Machiavelli speaks of necessity, yet overlooks how claims of "necessity" are the very tools by which liberty is systematically dismantled. The crucial distinction lies between a temporary, clearly defined emergency – a house aflame, requiring immediate, targeted action from the inhabitants – and the state's claim to preemptively restrict liberties based on abstract future threats. This latter presumption, which Habermas touches upon regarding legitimate deliberation, is where the "fatal conceit" manifests most dangerously. When the state assumes the power to dictate what constitutes "necessary" infringements, it abandons the general rules of just conduct, the very framework that enables individuals to coordinate their actions and build a predictable social order. The consequence is not greater security, but a creeping entitlement to dictate specific outcomes, a path that inevitably leads to the ossification of individual initiative and the loss of genuine freedom.

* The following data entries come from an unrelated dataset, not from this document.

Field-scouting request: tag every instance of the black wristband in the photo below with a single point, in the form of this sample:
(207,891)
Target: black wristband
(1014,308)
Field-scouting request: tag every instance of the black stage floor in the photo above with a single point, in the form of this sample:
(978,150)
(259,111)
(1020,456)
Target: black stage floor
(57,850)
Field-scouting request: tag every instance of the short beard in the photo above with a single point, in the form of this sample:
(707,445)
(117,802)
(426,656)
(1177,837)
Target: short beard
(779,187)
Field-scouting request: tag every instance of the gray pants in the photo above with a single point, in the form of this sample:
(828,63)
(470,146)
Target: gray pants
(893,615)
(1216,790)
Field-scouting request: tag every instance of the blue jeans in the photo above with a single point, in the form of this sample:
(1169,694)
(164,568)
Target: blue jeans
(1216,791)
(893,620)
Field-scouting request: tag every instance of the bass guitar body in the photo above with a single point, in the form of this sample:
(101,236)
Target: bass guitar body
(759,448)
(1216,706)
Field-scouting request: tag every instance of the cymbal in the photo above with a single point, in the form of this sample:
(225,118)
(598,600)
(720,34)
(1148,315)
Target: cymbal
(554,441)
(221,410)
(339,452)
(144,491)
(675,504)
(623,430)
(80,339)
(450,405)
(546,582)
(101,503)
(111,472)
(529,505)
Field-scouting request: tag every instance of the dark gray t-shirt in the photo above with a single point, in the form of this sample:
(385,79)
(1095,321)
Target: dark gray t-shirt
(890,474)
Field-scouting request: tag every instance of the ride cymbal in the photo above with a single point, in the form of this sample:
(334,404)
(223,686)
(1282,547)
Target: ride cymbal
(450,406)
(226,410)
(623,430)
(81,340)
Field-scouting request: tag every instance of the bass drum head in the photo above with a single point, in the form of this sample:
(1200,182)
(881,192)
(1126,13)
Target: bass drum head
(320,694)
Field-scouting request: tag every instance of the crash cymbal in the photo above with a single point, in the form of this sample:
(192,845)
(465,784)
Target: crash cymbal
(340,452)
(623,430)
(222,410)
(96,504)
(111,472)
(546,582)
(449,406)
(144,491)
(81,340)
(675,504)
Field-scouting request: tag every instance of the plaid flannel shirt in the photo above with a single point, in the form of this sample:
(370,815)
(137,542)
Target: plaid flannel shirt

Machiavelli’s analogy of the besieged city is precisely where the danger lies. He posits a false dichotomy: either the prince acts unilaterally and decisively, or the state collapses. But the very legitimacy of the state’s authority to act in defense of itself rests on its ability to uphold the conditions for self-governance. If the state suspends the deliberative processes that grant it legitimacy during a perceived crisis, it forfeits the moral basis for its own existence as a free society. The "parapets" can only be debated in stable times, but the mechanisms for that debate must be preserved, not abandoned, even when the threat looms. When Machiavelli argues for decisive, even brutal, action to eliminate threats to the "nascent liberty," he risks extinguishing the very liberty he purports to protect by precluding the democratic accountability that would frame and legitimize such drastic measures.
To speak of "protecting the state" as distinct from protecting the people is already a departure. The state is not a mountain to be defended from erosion, but a riverbed that guides the water's natural course. When the river overflows, it is not because the riverbed has failed, but because it has been obstructed by those who seek to channel it too rigidly. The liberty of the individual is like the water itself; it flows freely when the banks are natural and unforced.
Machiavelli’s prince, ever vigilant for the wolf, often *invites* the wolf by cultivating fear. He sees a threat where there is merely a ripple in the pond. Hayek understands that attempts to control the water's flow lead to its stagnation, yet he would still build dams. True security is not in the strength of the dam, but in a healthy, balanced ecosystem where the water finds its own level and nourishes all it touches. When the ruler acts with wu wei, the people naturally find their own harmony, and the "state" needs no protection from itself.